Berdasarkan aturan DKPP bertugas memberikan rekomendasi untuk mendatangkan hewan ke Batam. Izin rekomendasi tersebut bisa dikeluarkan dengan beberapa persyaratan kelengkapan uji lab. Setelah itu baru dikeluarkan rekomendasi.
“Lab itu kan banyak, dan ada biayanya. Karena mereka tak mau repot dan berbayar, jadi sapi ini dikirim dan masuk Batam ilegal.
Ia mengatakan masuknya sapi tanpa dokumen resmi ini, dikhawatirkan mengancam keselamatan konsumen. Padahal pemerintah sudah memberikan kemudahan dalam perizinan mendatangkan sapi ke Batam.
“Kalau dari kami sudah pasti dipulangkan. Namun itu tergantung karantina juga. Sebab mereka sangat paham untuk lalu lintas hewan,” kata Mardanis.
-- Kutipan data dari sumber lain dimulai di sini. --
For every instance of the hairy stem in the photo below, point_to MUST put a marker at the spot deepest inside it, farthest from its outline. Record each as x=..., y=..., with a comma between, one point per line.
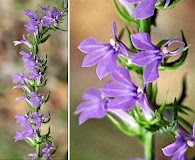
x=148, y=142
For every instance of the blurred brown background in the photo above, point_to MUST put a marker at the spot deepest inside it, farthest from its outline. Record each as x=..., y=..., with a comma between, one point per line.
x=12, y=28
x=99, y=139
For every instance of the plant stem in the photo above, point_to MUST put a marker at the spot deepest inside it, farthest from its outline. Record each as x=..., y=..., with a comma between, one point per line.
x=148, y=142
x=145, y=25
x=38, y=150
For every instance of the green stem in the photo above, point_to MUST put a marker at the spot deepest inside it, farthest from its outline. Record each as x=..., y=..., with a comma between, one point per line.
x=145, y=25
x=149, y=146
x=38, y=150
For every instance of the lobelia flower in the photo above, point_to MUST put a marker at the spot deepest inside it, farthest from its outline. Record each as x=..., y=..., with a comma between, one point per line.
x=27, y=132
x=51, y=17
x=22, y=119
x=125, y=93
x=35, y=100
x=150, y=55
x=35, y=23
x=25, y=41
x=33, y=155
x=48, y=149
x=183, y=140
x=103, y=54
x=144, y=8
x=37, y=119
x=95, y=106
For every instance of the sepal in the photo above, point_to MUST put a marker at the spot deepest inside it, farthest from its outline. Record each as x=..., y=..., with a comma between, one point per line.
x=123, y=127
x=123, y=14
x=171, y=5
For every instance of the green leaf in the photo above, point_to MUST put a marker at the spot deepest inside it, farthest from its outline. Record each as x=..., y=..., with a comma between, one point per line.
x=159, y=45
x=179, y=62
x=124, y=128
x=121, y=34
x=162, y=105
x=43, y=83
x=47, y=97
x=171, y=126
x=185, y=123
x=42, y=40
x=131, y=47
x=129, y=65
x=124, y=15
x=184, y=92
x=172, y=4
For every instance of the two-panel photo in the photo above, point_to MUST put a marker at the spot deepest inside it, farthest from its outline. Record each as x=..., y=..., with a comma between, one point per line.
x=97, y=80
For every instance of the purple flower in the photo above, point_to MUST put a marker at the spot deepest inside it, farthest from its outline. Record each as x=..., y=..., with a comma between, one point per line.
x=37, y=119
x=35, y=23
x=145, y=8
x=48, y=149
x=51, y=17
x=35, y=100
x=150, y=55
x=103, y=54
x=25, y=41
x=22, y=119
x=125, y=93
x=17, y=77
x=177, y=149
x=94, y=106
x=24, y=86
x=33, y=155
x=27, y=132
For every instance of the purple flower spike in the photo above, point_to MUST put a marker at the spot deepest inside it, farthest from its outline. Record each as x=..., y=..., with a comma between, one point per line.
x=48, y=149
x=177, y=150
x=104, y=54
x=145, y=8
x=25, y=41
x=125, y=93
x=94, y=106
x=35, y=100
x=37, y=119
x=27, y=132
x=22, y=119
x=150, y=55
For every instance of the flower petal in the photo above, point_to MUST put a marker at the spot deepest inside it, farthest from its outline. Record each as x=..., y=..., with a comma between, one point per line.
x=114, y=30
x=144, y=57
x=151, y=71
x=112, y=89
x=125, y=117
x=124, y=102
x=145, y=9
x=94, y=57
x=121, y=75
x=90, y=45
x=95, y=112
x=106, y=65
x=92, y=94
x=142, y=41
x=177, y=51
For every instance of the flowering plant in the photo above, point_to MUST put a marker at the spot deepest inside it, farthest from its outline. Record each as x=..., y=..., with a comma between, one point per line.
x=33, y=80
x=133, y=108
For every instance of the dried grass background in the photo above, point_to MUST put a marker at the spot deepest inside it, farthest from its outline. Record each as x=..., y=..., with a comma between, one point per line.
x=12, y=28
x=99, y=139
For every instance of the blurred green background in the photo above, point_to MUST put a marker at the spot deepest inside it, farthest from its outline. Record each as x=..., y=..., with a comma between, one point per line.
x=12, y=28
x=99, y=139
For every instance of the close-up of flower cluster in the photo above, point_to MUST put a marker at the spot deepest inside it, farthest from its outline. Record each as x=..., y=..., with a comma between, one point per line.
x=133, y=107
x=33, y=79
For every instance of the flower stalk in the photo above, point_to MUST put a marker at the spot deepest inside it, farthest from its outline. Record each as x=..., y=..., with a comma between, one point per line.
x=148, y=144
x=33, y=81
x=135, y=108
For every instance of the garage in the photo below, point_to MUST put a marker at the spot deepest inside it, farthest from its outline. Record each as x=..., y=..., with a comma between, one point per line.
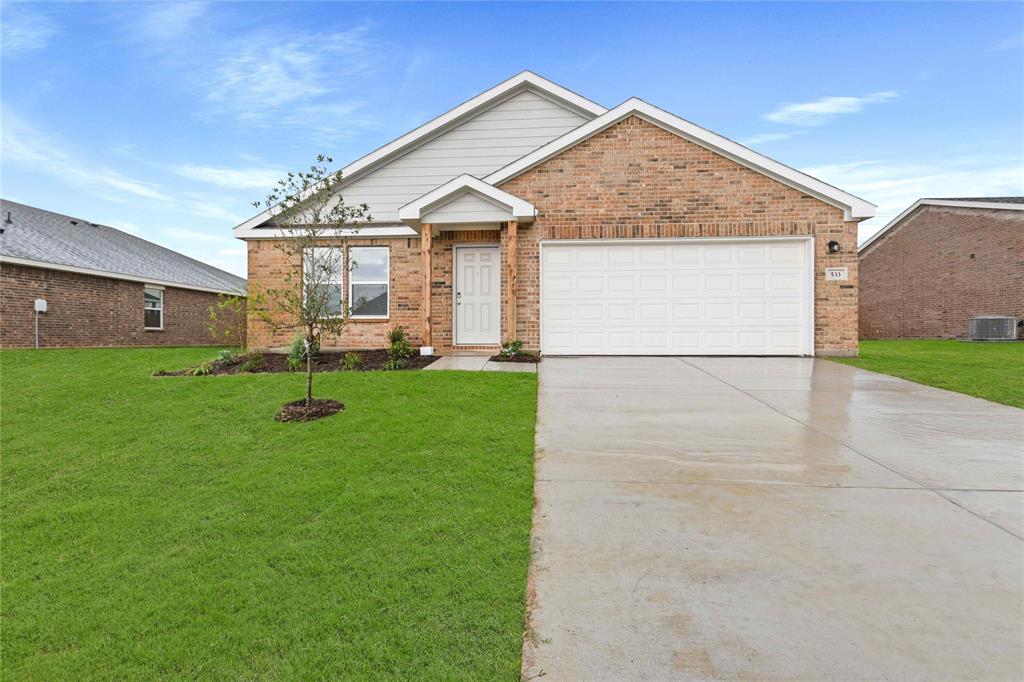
x=677, y=297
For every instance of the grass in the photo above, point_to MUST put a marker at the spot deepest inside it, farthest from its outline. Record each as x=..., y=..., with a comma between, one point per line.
x=168, y=528
x=990, y=371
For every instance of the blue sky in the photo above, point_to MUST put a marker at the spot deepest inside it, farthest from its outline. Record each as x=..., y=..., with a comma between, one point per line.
x=168, y=120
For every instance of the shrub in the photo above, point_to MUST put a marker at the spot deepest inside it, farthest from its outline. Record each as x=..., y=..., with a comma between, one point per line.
x=253, y=363
x=392, y=364
x=399, y=347
x=511, y=348
x=202, y=370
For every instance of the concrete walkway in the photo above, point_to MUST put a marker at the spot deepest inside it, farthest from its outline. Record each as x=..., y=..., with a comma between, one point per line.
x=479, y=364
x=766, y=518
Ia mengatakan aktivitas mendatangkan sapi secara ilegal ini sudah jelas melanggar aturan, dan sudah bisa diperkarakan. Apalagi sekarang masih dalam pemulihan PMK.
“Semua sudah mudah. Mereka malas urus. Hanya untuk menghemat biaya,” kata dia.
Ketua Himpunan Kerukunan Tani Indonesia (HKTI) Kota Batam, Gunawan Satary menyayangkan adanya hewan ternak sapi ilegal masuk ke Batam.
Hal ini dinilai sangat merugikan, dan tidak menghargai pelaku usaha atau asosiasi yang selama ini sudah mematuhi prosedur untuk mendatangkan sapi ke Batam.
“Mereka memasukkan sapi yang diragukan keamanan, dan kesehatannya. Masuk lewat jalur ilegal, dan tidak ada uji klinis kesehatan hewan,” kata dia.
Ia berharap Satgas Penangan PMK bisa lebih proaktif dalam memerangi tindakan ilegal ini.
“Masyarakat kan tidak bisa mengawasi. Jadi kami sangat berharap Satgas PMK mengawasi hal ini lebih baik lagi. Karena masuknya sapi ilegal sangat mengancam,” kata dia.